Back in October, Trump targeted the same two agencies in even stronger language, as the Huffington Post reported at the time:
“No, I’m not cutting services, but I’m cutting spending. But I may cut Department of Education. I believe Common Core is a very bad thing. I believe that we should be—you know, educating our children from Iowa, from New Hampshire, from South Carolina, from California, from New York. I think that it should be local education,” Trump said.
So the Department of Education is one,” he continued. “Environmental Protection, what they do is a disgrace. Every week they come out with new regulations.”
Trump, though perhaps a late-blooming Republican, is learning the lingo well, for hating on the federal Department of Education has long been a favorite hobbyhorse of leading GOP candidates.

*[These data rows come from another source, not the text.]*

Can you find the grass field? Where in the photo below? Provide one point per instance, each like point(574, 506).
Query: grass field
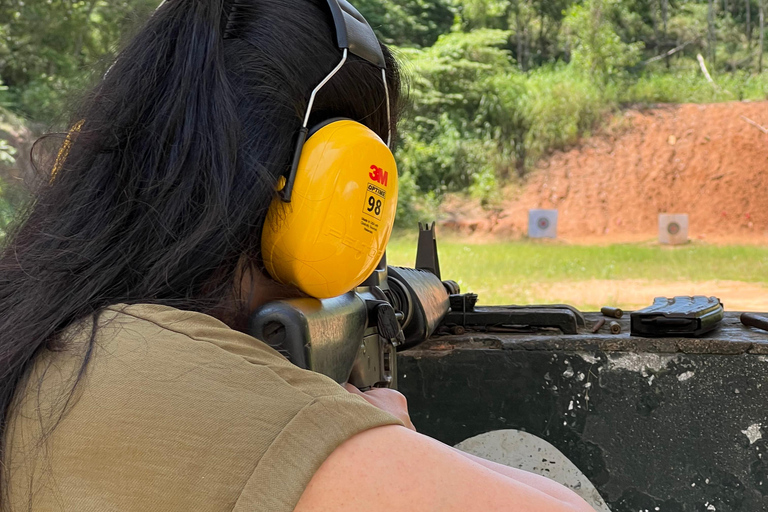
point(624, 275)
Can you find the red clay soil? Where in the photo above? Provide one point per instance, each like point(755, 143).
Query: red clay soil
point(704, 160)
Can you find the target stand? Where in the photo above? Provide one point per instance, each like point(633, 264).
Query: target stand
point(673, 228)
point(542, 223)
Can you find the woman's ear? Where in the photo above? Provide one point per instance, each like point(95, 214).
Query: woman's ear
point(255, 288)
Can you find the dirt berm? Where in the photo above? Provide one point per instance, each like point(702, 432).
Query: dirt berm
point(709, 161)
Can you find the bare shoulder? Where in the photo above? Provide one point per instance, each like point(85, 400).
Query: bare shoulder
point(392, 468)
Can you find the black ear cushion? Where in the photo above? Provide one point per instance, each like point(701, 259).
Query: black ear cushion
point(325, 123)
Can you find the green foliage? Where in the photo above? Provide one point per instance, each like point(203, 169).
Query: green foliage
point(596, 45)
point(408, 22)
point(560, 105)
point(50, 48)
point(493, 85)
point(458, 123)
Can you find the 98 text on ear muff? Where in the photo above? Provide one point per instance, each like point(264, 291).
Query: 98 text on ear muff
point(333, 233)
point(329, 227)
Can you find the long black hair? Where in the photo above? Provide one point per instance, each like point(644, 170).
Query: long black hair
point(166, 186)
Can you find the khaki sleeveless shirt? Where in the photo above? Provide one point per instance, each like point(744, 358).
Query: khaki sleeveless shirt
point(175, 412)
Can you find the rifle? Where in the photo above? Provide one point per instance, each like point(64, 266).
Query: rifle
point(354, 337)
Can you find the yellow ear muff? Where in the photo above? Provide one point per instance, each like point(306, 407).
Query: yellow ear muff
point(333, 233)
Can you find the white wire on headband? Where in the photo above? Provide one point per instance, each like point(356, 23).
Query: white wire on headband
point(389, 111)
point(320, 86)
point(335, 70)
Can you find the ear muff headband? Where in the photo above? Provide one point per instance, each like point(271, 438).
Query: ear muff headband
point(353, 35)
point(334, 232)
point(329, 227)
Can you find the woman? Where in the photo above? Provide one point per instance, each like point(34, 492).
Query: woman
point(127, 383)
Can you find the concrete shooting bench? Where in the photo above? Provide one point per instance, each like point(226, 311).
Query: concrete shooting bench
point(656, 424)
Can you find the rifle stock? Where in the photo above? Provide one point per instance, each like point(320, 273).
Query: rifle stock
point(353, 338)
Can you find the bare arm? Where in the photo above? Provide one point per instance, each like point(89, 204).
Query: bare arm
point(392, 468)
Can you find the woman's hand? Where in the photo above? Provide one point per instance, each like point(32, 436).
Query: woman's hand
point(388, 400)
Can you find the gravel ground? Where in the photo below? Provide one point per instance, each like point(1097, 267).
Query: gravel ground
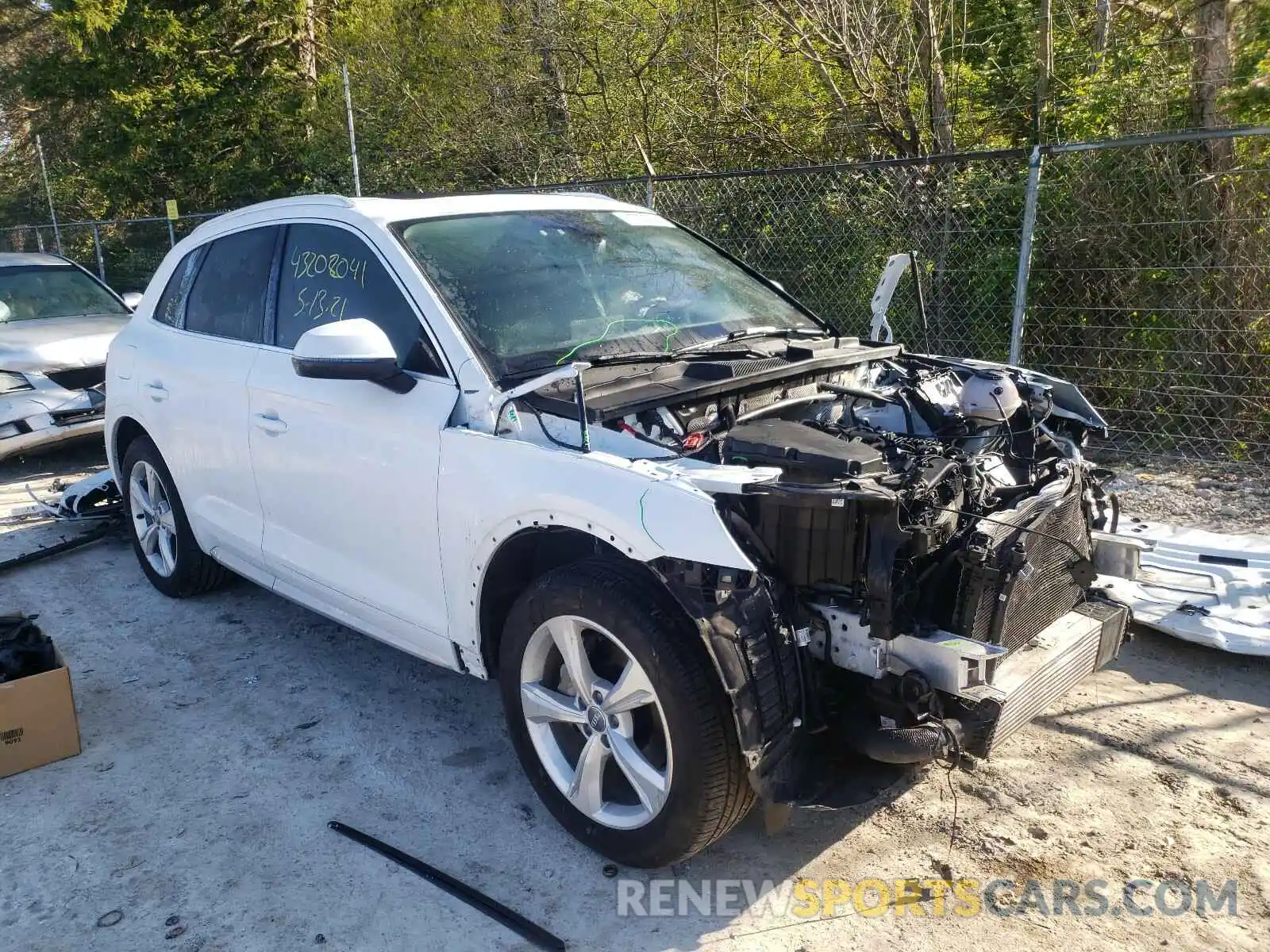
point(221, 733)
point(1191, 495)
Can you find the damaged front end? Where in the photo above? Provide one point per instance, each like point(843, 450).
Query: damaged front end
point(925, 583)
point(42, 409)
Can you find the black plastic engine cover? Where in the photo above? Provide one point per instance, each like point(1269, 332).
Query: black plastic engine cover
point(794, 446)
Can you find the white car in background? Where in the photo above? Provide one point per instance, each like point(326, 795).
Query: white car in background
point(56, 323)
point(563, 442)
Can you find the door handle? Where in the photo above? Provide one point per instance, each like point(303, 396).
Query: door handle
point(270, 423)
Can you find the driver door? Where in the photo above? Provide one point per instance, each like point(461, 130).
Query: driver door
point(347, 470)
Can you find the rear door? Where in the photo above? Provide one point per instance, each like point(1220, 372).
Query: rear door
point(190, 380)
point(347, 470)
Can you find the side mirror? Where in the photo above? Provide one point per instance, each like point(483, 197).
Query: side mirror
point(355, 349)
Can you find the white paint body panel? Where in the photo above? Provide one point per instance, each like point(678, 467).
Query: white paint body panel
point(380, 509)
point(1227, 606)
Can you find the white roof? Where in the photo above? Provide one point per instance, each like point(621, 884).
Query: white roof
point(13, 259)
point(391, 209)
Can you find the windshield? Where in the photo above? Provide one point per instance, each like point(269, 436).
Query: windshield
point(537, 289)
point(29, 294)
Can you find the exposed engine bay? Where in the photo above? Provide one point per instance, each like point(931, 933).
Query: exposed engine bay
point(929, 539)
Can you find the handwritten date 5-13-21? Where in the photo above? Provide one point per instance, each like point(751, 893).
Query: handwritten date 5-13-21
point(319, 305)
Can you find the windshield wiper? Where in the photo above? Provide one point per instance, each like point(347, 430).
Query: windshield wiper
point(632, 357)
point(749, 333)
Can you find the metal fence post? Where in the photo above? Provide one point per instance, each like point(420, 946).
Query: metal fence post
point(97, 248)
point(1016, 329)
point(48, 194)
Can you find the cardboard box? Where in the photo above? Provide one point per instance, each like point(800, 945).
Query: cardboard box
point(37, 720)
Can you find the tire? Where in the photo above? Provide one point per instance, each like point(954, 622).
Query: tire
point(698, 790)
point(171, 558)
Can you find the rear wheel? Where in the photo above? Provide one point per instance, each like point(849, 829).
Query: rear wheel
point(162, 537)
point(619, 717)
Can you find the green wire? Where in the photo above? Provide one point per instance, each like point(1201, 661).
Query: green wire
point(656, 323)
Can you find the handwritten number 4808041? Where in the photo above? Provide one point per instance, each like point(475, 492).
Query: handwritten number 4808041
point(319, 305)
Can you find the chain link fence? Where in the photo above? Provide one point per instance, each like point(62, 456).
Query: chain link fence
point(122, 251)
point(1140, 270)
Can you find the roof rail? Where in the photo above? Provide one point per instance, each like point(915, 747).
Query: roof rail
point(337, 201)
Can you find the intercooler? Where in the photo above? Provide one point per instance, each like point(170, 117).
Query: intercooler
point(1026, 683)
point(1018, 582)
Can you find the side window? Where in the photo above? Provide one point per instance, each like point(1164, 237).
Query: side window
point(329, 274)
point(171, 302)
point(228, 298)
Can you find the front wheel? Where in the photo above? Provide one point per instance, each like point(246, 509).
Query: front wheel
point(162, 537)
point(619, 717)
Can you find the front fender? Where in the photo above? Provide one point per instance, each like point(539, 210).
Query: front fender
point(491, 488)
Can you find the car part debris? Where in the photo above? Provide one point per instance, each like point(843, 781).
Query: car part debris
point(95, 497)
point(25, 649)
point(94, 535)
point(1202, 587)
point(495, 911)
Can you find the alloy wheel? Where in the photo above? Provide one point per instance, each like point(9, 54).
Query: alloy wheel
point(596, 723)
point(152, 518)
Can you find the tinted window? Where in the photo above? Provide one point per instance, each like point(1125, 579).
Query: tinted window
point(171, 304)
point(330, 274)
point(229, 294)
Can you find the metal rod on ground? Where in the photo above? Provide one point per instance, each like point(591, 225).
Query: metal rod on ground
point(48, 192)
point(495, 911)
point(1016, 330)
point(48, 551)
point(352, 136)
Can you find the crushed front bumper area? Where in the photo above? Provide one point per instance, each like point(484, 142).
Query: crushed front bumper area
point(37, 419)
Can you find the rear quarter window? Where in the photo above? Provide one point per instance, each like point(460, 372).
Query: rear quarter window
point(228, 298)
point(171, 309)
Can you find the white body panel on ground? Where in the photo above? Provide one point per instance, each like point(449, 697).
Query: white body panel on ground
point(1202, 587)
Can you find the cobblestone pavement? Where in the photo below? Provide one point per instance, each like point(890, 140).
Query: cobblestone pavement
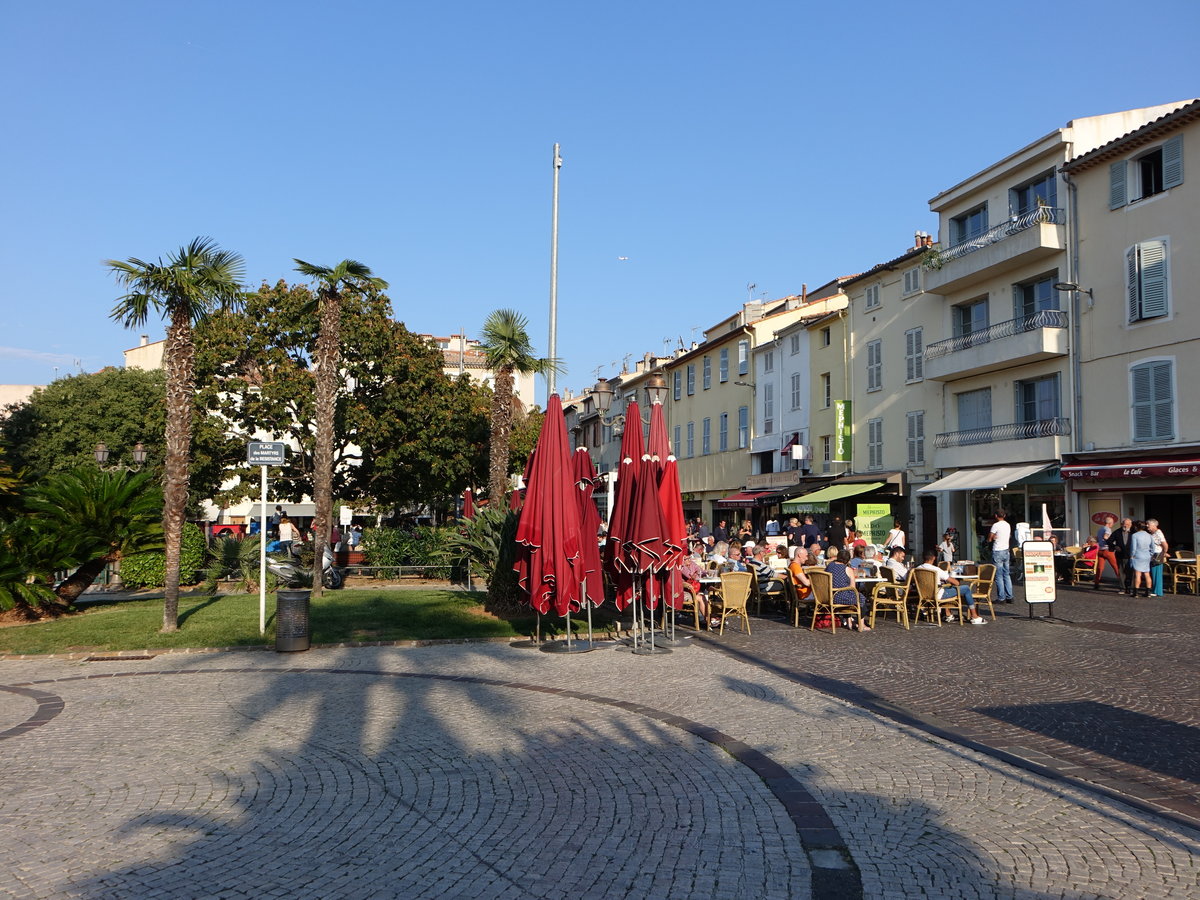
point(489, 772)
point(1108, 690)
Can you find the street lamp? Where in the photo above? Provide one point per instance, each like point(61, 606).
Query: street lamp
point(102, 451)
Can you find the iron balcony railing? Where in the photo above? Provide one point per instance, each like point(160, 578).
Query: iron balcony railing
point(1018, 431)
point(1043, 318)
point(1042, 215)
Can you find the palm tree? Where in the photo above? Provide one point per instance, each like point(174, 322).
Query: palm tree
point(94, 519)
point(187, 287)
point(334, 283)
point(505, 343)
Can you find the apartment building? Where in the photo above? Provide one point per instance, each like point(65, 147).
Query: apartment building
point(1138, 211)
point(1002, 349)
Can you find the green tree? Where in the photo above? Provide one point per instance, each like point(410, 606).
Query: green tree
point(58, 427)
point(93, 519)
point(186, 288)
point(508, 349)
point(334, 283)
point(405, 435)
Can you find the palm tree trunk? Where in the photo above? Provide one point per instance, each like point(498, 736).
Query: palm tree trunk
point(502, 432)
point(328, 353)
point(179, 357)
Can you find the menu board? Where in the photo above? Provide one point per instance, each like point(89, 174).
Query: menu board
point(1037, 558)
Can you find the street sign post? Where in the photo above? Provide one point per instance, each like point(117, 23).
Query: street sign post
point(263, 454)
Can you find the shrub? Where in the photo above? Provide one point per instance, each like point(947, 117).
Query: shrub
point(149, 570)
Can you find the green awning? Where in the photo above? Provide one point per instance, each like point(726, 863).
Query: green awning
point(831, 492)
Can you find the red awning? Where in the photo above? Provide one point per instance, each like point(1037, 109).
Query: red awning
point(743, 498)
point(1144, 468)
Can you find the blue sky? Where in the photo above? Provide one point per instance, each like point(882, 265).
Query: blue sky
point(714, 144)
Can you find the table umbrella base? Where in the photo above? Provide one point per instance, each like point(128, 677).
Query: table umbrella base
point(580, 645)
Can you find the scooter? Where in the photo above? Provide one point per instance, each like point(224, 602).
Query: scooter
point(285, 569)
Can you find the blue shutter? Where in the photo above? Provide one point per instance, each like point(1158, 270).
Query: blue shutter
point(1116, 185)
point(1153, 279)
point(1173, 162)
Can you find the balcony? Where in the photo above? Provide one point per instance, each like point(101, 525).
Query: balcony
point(1023, 239)
point(990, 447)
point(1005, 345)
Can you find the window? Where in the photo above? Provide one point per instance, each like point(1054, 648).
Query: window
point(875, 365)
point(1153, 400)
point(1146, 280)
point(1032, 297)
point(1042, 191)
point(1152, 172)
point(917, 437)
point(875, 443)
point(912, 281)
point(1037, 400)
point(971, 318)
point(970, 225)
point(975, 409)
point(913, 355)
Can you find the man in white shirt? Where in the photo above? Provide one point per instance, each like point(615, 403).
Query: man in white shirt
point(949, 586)
point(1000, 535)
point(895, 563)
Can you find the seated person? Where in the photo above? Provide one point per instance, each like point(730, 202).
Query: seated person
point(949, 586)
point(895, 563)
point(844, 591)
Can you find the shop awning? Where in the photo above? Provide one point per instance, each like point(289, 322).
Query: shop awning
point(997, 477)
point(831, 492)
point(1143, 468)
point(744, 498)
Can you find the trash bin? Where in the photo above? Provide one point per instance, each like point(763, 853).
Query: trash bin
point(292, 621)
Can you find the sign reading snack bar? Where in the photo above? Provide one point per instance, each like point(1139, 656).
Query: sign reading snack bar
point(1037, 558)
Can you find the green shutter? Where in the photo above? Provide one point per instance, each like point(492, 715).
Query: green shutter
point(1173, 162)
point(1153, 279)
point(1116, 185)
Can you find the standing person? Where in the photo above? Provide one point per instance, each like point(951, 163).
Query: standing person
point(1001, 533)
point(1105, 553)
point(1141, 547)
point(1120, 545)
point(288, 534)
point(1158, 557)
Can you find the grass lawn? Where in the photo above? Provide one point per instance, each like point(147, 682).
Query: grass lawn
point(232, 621)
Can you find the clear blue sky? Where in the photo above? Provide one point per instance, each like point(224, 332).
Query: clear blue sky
point(714, 144)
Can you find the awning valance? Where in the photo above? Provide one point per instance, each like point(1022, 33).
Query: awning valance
point(990, 479)
point(831, 492)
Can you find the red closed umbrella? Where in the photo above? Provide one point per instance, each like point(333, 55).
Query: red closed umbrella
point(549, 549)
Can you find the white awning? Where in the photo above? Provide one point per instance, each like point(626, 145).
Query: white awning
point(999, 477)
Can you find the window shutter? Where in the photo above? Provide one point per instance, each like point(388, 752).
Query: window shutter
point(1117, 185)
point(1132, 300)
point(1173, 162)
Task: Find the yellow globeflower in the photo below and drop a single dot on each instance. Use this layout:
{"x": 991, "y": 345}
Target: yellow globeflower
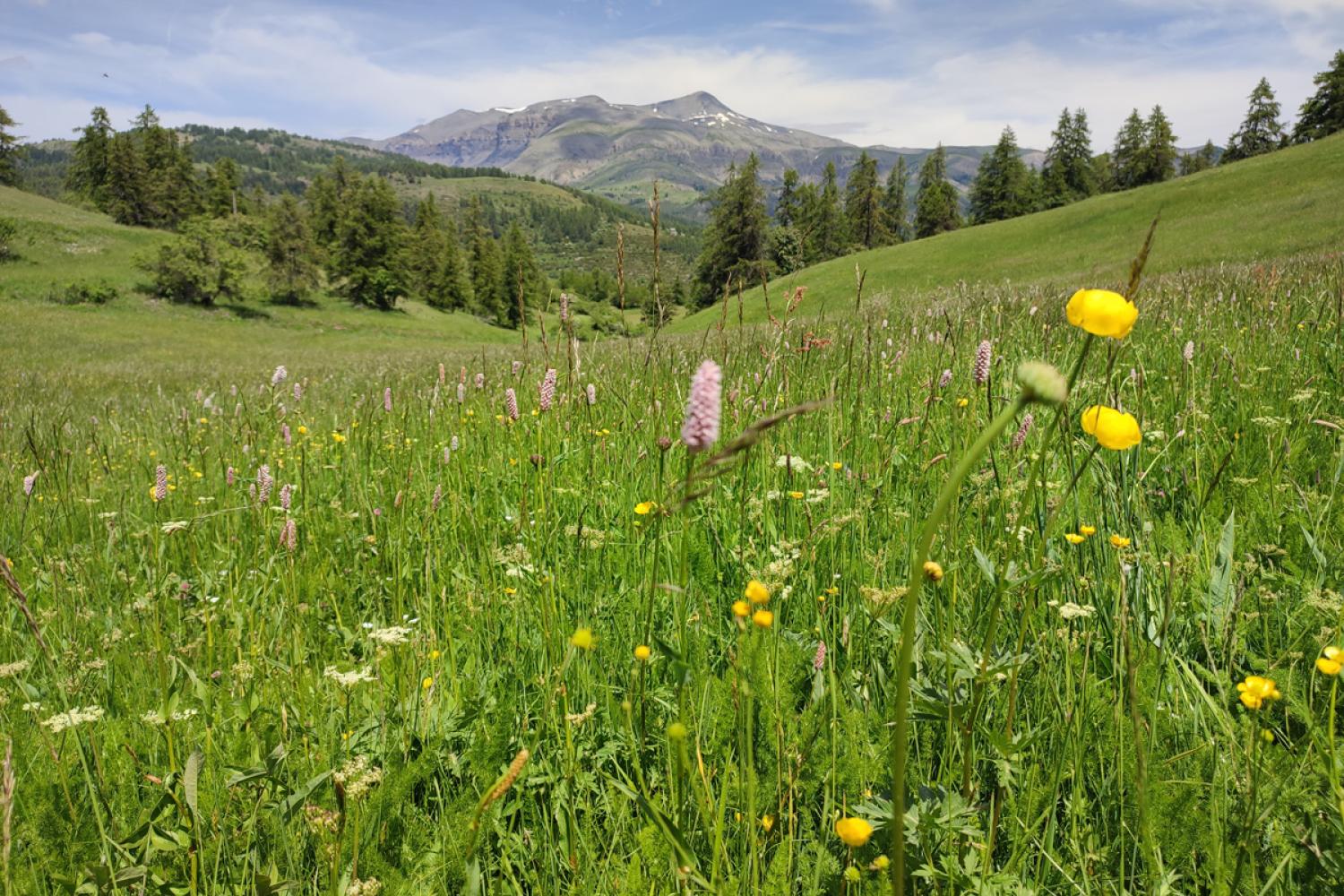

The department only became a Cabinet-level agency in 1980, at the end of Jimmy Carter’s presidency; as soon as Ronald Reagan took the reins, he vowed to close it down.
And since everything Reagan did (except, you know, increasing taxes and supporting background checks over assault weapons and offering amnesty to undocumented immigrants) is manifestly awesome, many of his worshipful GOP successors—with the very prominent exception of George W. Bush—have energetically taken up the Department of Education–hating mantle. In the previous election, Texas Gov. Rick Perry, with characteristic lyricism, vowed to abolish the agency, along with some other really hard-to-remember stuff: “It’s three agencies of government when I get there that are gone: Commerce, Education, and the, uh… what’s the third one there?”
In this cycle, pretty much everyone who’s anyone in the GOP field has gotten on board with the call to abolish or at least seriously starve the Department of Education. Of the contenders recently relegated to the JV debate table, Carly Fiorina—once an outspoken supporter of federal education policies like No Child Left Behind and even Obama’s Race to the Top—told the Christian Post last year that “the bigger our education department becomes, the worse our public education becomes.” The ever-consistent Rand Paul has never had much use for Washington’s education bureaucracy; in 2014, he said, “I don’t think you’d notice if the whole department was gone tomorrow.”
And so on and so forth. Florida Sen. Marco Rubio has said, “I honestly think we don’t need a Department of Education,” while Texas Sen. Ted Cruz has frequently applied one of his favorite verbs, “abolish,” to the Department of Education, which ranks No. 2 on his “Five for Freedom” list, after the IRS and before the Department of Energy (the “Washington Cartel”), the Department of Commerce (the “congressional cookie jar”), and the Department of Housing and Urban Development. President Cruz would “return education to those who know our students best: parents, teachers, local communities, and states.”
Other candidates have suggested tweaks to the department in its current form. For example: In October, Ben Carson said that, when he becomes president, he’ll use the Department of Education “to monitor our institutions of higher education for extreme political bias and deny federal funding if it exists.”
And New Jersey Gov. Chris Christie, though a prominent flip-flopper on the Common Core, has directed more of his ire toward teachers unions than the Department of Education, which he has never promised to eliminate (yet!). Ditto for everyone’s favorite “education governor,” Jeb Bush, who has come out for a “limited” federal role in education:
It should work to create transparency so that parents can see how their local schools measure up; it should support policies that have a proven record; and it should make sure states can’t ignore students who need extra help. That’s it.
Is that it for Donald Trump, too? It will be interesting to watch what the real-estate mogul’s continuing evolution brings us on the education front. The man who in 2004 said “I probably identify more as a Democrat” might deviate from the GOP on many issues, but when he’s doing a fine job of echoing his new party’s scorn for big-government education.